Okay, so none of those bogeymen fit. Could it be a lack of funding or a dearth of teachers? That was my next guess but Aldeman swats those aside convincingly as well. For instance, Indiana’s per-pupil spending during the bright years of increasing achievement was mostly flat. And spending actually started to increase around when achievement started falling. (To be clear, I’m not indicating that increased spending doesn’t matter or somehow perversely weakens outcomes. Nor do I think Aldeman thinks that. But it’s clear that spending on its own does not better outcomes achieve. To which you’re probably thinking, “Duh!” But I’m always wary of sounding like that neoliberal line of thinking that says, “Let’s cut school funding because public schools are failing kids,” which is complete nonsense.)
But is it a teacher supply issue? This was perhaps the data point that stunned me most from his piece. As of the most recent data, the teacher student ratio in Indiana is 15.8:1 compared to 17.4:1 a decade ago. So we actually have more teachers today than when these scores started declining.

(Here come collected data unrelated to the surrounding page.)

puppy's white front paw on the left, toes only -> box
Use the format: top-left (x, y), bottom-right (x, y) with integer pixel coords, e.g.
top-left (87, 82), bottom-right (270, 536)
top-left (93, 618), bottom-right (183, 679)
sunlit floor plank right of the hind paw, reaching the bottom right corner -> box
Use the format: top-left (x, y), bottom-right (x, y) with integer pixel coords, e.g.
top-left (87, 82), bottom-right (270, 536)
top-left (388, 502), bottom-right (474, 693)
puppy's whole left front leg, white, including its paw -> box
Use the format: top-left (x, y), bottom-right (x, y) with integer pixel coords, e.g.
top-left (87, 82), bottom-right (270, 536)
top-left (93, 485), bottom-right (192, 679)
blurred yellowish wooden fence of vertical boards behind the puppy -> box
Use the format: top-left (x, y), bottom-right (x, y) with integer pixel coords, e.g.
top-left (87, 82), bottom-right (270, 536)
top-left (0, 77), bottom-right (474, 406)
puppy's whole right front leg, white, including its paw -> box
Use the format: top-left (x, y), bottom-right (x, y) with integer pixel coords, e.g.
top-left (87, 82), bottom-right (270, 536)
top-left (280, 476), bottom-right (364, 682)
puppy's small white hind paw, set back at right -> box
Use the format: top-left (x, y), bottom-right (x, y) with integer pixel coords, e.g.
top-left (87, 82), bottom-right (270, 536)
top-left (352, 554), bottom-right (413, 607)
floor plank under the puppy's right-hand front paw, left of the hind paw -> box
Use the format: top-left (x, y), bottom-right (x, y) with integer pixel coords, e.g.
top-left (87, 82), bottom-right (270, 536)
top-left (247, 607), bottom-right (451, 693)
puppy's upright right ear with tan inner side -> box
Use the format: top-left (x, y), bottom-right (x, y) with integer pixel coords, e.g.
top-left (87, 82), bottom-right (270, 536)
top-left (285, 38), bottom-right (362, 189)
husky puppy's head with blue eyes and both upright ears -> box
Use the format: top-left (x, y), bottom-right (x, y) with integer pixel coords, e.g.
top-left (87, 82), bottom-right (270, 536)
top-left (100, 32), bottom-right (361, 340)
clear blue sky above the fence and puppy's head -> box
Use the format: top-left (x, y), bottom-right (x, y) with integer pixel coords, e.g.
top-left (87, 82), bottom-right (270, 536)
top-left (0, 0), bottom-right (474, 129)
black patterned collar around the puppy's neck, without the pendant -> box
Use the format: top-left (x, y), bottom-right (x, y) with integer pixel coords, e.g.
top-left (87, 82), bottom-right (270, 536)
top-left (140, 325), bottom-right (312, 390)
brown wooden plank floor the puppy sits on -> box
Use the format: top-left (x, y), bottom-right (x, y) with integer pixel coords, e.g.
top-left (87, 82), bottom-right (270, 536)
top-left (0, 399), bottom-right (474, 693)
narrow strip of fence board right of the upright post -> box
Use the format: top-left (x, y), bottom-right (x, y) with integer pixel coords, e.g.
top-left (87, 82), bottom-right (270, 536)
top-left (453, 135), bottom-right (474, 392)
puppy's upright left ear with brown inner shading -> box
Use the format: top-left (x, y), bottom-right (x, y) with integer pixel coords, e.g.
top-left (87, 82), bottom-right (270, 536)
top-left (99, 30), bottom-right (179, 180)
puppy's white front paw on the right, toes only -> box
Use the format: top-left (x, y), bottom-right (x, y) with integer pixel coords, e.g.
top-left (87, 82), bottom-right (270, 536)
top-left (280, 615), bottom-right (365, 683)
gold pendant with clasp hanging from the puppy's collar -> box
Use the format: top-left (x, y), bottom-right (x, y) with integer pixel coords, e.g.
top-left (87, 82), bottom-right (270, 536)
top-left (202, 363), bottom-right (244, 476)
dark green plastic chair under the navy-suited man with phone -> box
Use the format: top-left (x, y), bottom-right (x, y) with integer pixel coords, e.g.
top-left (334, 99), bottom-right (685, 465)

(Join me over here for a not-so-brief aside. Perhaps the thornier part of the teacher supply idea is that while we have more teachers per student today than before they may 1) be less experienced or effective compared to the teachers of 10 years ago and/or 2) be less well distributed to schools that serve higher percentages of the students who need the best teachers the most. Aldeman does not tackle either of those points, for which I do not blame him in a piece whose brevity is part of its digestibility. On the effectiveness piece, Indiana is putting new muscle behind literacy training requirements for Hoosier educators related to the science of reading. While I applaud the move in principle, the roll-out of this requirement has been, well, less than ideal for teachers.)

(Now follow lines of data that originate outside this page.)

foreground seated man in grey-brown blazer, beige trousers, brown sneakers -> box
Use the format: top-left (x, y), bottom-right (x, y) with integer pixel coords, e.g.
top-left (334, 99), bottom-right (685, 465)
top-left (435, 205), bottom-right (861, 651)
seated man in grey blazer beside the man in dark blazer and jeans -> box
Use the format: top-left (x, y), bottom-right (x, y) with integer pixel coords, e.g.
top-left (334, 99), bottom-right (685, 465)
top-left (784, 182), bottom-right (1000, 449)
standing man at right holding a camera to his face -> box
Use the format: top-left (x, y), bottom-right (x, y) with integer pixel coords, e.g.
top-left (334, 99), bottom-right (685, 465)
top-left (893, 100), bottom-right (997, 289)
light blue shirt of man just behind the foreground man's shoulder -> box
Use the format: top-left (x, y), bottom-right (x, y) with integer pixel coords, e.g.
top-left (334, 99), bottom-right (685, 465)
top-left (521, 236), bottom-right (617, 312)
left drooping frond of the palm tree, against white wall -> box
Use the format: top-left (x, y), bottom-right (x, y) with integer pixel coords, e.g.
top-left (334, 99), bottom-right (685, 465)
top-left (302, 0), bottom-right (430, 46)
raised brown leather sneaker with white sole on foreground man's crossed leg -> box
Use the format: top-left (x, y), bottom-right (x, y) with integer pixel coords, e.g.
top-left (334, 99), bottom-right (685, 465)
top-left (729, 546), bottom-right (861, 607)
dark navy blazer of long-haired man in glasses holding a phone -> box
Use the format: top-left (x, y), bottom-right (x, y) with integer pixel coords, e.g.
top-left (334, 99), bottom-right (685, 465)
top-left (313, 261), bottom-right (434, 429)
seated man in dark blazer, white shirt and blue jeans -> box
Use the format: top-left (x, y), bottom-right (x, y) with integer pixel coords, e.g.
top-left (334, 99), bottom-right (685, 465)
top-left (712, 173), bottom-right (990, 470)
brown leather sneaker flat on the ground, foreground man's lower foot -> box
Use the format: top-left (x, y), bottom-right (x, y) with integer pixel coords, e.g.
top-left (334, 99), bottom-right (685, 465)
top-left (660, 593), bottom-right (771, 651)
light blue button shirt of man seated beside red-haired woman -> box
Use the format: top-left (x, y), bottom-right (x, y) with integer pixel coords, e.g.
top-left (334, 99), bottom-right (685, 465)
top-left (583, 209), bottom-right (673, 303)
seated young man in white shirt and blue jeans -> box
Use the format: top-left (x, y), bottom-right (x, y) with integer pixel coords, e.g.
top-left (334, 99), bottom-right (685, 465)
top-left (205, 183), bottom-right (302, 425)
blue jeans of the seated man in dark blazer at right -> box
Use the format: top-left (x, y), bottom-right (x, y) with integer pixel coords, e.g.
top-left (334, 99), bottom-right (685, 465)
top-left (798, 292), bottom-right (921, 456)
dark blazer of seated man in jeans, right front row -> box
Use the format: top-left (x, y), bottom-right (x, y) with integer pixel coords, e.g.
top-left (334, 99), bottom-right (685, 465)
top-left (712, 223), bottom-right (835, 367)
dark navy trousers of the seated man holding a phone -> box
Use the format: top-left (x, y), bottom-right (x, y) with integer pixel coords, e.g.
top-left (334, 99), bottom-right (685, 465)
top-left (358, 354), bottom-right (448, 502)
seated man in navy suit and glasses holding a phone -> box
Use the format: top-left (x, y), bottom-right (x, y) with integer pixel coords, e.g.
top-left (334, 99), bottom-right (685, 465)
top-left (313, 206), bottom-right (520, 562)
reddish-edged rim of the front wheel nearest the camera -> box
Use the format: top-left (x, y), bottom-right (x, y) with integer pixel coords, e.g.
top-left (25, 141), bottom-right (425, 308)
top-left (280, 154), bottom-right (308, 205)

So what is at fault? Aldeman admits the many factors at play certainly mean a confluence of issues and pressures could be driving scores down. But his central argument is this:
“The weakening of school accountability pressures after the No Child Left Behind Act was passed is responsible for a large portion of the drop. The timing of the change fits with the patterns both nationally and in Indiana. It also explains the growing achievement gaps. After state and district policymakers stopped focusing on the performance of kids at the bottom, their scores started to decline.”
Whatever you think of NCLB (I’m not sure where I land on it), I am compelled by this particular part of the quote: “After state and district policymakers stopped focusing on the performance of kids at the bottom, their scores started to decline.”
As I wrote about when we tackled the performance of Education Secretary Jenner, we as a state are increasingly focused on delivering support and resources to our lowest-performing students in reading. SEA 1 seems largely a doubling down on that direction (though there are good-faith disagreements to levy against it).
I’ll be interested to see what that chart looks like when it’s updated with data from 2023 and 2024. I suspect it’ll show us getting back on the right path. If it doesn’t, we’ll have to take a hard look at our current approach and interventions.
Either way, we have to ask a hard question: How can we make sure there’s never another lost decade for Hoosier youth?